Reputation: 41
Given an image (i.e. newspaper, scanned newspaper, magazine etc), how do I detect the region containing text? I only need to know the region and remove it, don't need to do text recognition.
The purpose is I want to remove these text areas so that it will speed up my feature extraction procedure as these text areas are meaningless for my application. Anyone know how to do this?
BTW, it will be good if this can be done in Matlab!
Best!
Upvotes: 4
Views: 2962
Reputation: 114786
You can use Stroke Width Transform (SWT) to highlight text regions. Using my mex implementation posted here, you can
img = imread('https://i.sstatic.net/Eyepc.jpg');
[swt swtcc] = SWT( img, 0, 10 );
Playing with internal parameters of the edge-map extraction and image filtering in SWT.m
can help you tweak the resulting mask to your needs.
To get this result:
I used these parameters for the edge map computation in SWT.m
:
edgeMap = single( edge( img, 'canny', [0.05 0.25] ) );
Upvotes: 2
Reputation: 1327
If your image is well binarized and you know the usual size of the text you could use the HorizontalRunLengthSmoothing and VerticalRunLengthSmoothing algorithms. They are implemented in the open source library Aforge.Net but it should be easy to reimplement them in Matlab. The intersection of the result image from these algorithm will give you a good indication that the region contains text, it is not perfect but it is fast.
Upvotes: 1
Reputation: 39389
This example in the Computer Vision System Toolbox in Matlab shows how to detect text using MSER regions.
Upvotes: 1
Reputation: 112
Text detection in natural images is an active area of research in computer vision community. U can refer to ICDAR papers. But in your case I think it should be simple enough. As you have text from newspaper or magazines, it should be of fixed size and horizontally oriented.

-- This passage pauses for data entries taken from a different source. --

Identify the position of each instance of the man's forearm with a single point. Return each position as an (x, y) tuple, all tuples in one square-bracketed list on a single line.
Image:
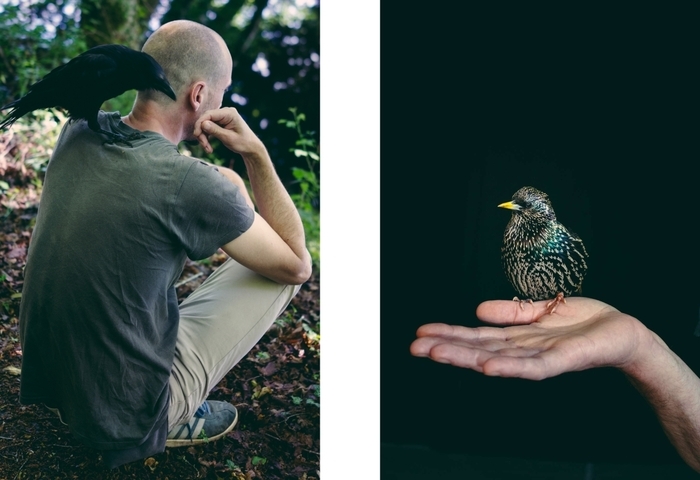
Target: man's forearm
[(274, 203), (673, 390)]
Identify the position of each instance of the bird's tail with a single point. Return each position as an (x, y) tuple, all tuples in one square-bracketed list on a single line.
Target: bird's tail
[(12, 116)]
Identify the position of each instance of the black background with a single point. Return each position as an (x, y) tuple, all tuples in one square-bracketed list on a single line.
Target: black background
[(598, 107)]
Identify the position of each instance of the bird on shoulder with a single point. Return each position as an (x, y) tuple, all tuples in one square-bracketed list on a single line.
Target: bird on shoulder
[(541, 258), (83, 84)]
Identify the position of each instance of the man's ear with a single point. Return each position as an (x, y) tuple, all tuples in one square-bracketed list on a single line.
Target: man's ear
[(196, 96)]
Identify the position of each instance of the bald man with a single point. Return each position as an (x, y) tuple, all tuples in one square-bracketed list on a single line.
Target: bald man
[(105, 344)]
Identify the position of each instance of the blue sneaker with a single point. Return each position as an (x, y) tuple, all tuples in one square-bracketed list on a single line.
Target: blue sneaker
[(211, 421)]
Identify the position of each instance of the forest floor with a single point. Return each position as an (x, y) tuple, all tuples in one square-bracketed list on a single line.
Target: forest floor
[(276, 390)]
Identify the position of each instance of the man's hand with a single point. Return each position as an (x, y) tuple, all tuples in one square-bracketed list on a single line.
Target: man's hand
[(228, 126), (274, 245), (583, 333)]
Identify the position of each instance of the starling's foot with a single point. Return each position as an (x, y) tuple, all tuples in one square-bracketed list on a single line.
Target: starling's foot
[(516, 299), (552, 306)]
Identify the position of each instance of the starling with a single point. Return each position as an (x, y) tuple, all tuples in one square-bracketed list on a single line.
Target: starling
[(85, 82), (541, 258)]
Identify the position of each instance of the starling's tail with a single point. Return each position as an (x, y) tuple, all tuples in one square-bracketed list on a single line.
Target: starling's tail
[(12, 116)]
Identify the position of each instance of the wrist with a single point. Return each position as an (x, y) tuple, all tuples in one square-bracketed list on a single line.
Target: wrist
[(649, 357)]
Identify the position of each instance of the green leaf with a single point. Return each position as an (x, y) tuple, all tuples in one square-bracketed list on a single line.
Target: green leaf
[(262, 356)]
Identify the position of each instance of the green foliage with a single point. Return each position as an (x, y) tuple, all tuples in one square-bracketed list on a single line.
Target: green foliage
[(30, 50), (307, 198), (24, 153)]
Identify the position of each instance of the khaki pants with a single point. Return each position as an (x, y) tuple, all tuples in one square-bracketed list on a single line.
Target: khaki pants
[(220, 322)]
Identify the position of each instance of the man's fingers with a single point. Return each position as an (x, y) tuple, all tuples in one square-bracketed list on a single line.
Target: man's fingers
[(460, 356), (458, 332), (204, 142), (505, 312)]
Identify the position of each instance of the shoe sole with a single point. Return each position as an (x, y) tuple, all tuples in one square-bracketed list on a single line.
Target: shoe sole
[(183, 442)]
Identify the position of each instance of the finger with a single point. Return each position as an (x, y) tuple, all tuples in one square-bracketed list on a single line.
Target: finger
[(472, 358), (204, 142), (221, 116), (549, 363), (458, 332), (505, 312)]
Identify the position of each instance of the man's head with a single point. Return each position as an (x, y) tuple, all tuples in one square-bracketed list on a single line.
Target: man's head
[(197, 63)]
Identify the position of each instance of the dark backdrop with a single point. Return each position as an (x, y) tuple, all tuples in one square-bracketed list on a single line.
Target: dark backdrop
[(596, 107)]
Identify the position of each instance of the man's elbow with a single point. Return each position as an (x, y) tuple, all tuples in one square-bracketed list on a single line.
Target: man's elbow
[(302, 273)]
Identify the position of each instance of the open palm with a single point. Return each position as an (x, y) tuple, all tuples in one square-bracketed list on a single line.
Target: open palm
[(583, 333)]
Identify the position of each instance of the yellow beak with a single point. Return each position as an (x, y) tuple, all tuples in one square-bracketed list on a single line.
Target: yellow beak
[(510, 206)]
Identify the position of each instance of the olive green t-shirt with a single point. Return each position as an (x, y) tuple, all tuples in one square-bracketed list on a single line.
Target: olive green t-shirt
[(99, 314)]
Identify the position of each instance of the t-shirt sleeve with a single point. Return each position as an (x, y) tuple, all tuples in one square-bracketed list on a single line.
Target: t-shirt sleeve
[(208, 211)]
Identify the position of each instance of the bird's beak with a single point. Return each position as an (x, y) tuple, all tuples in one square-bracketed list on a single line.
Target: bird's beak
[(510, 206)]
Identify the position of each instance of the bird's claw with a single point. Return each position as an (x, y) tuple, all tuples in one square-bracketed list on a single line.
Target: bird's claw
[(124, 139), (552, 305), (516, 299)]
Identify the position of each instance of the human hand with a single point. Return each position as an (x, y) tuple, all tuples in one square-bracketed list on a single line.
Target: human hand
[(228, 126), (583, 333)]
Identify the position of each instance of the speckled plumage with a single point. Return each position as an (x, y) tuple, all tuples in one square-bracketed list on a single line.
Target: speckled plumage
[(541, 258)]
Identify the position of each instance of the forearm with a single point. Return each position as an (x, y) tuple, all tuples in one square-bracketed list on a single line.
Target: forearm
[(274, 203), (673, 390)]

So, you can apply scanning window of a fixed size, say 32x32. Train it on ICDAR 2003 training dataset for positive windows having text in it. U can use a small feature set of color and gradients and train an SVM which would give a positive or negative result for a window having text or not.
For reference go to http://crypto.stanford.edu/~dwu4/ICDAR2011.pdf . For code, you can try their homepages
Upvotes: 1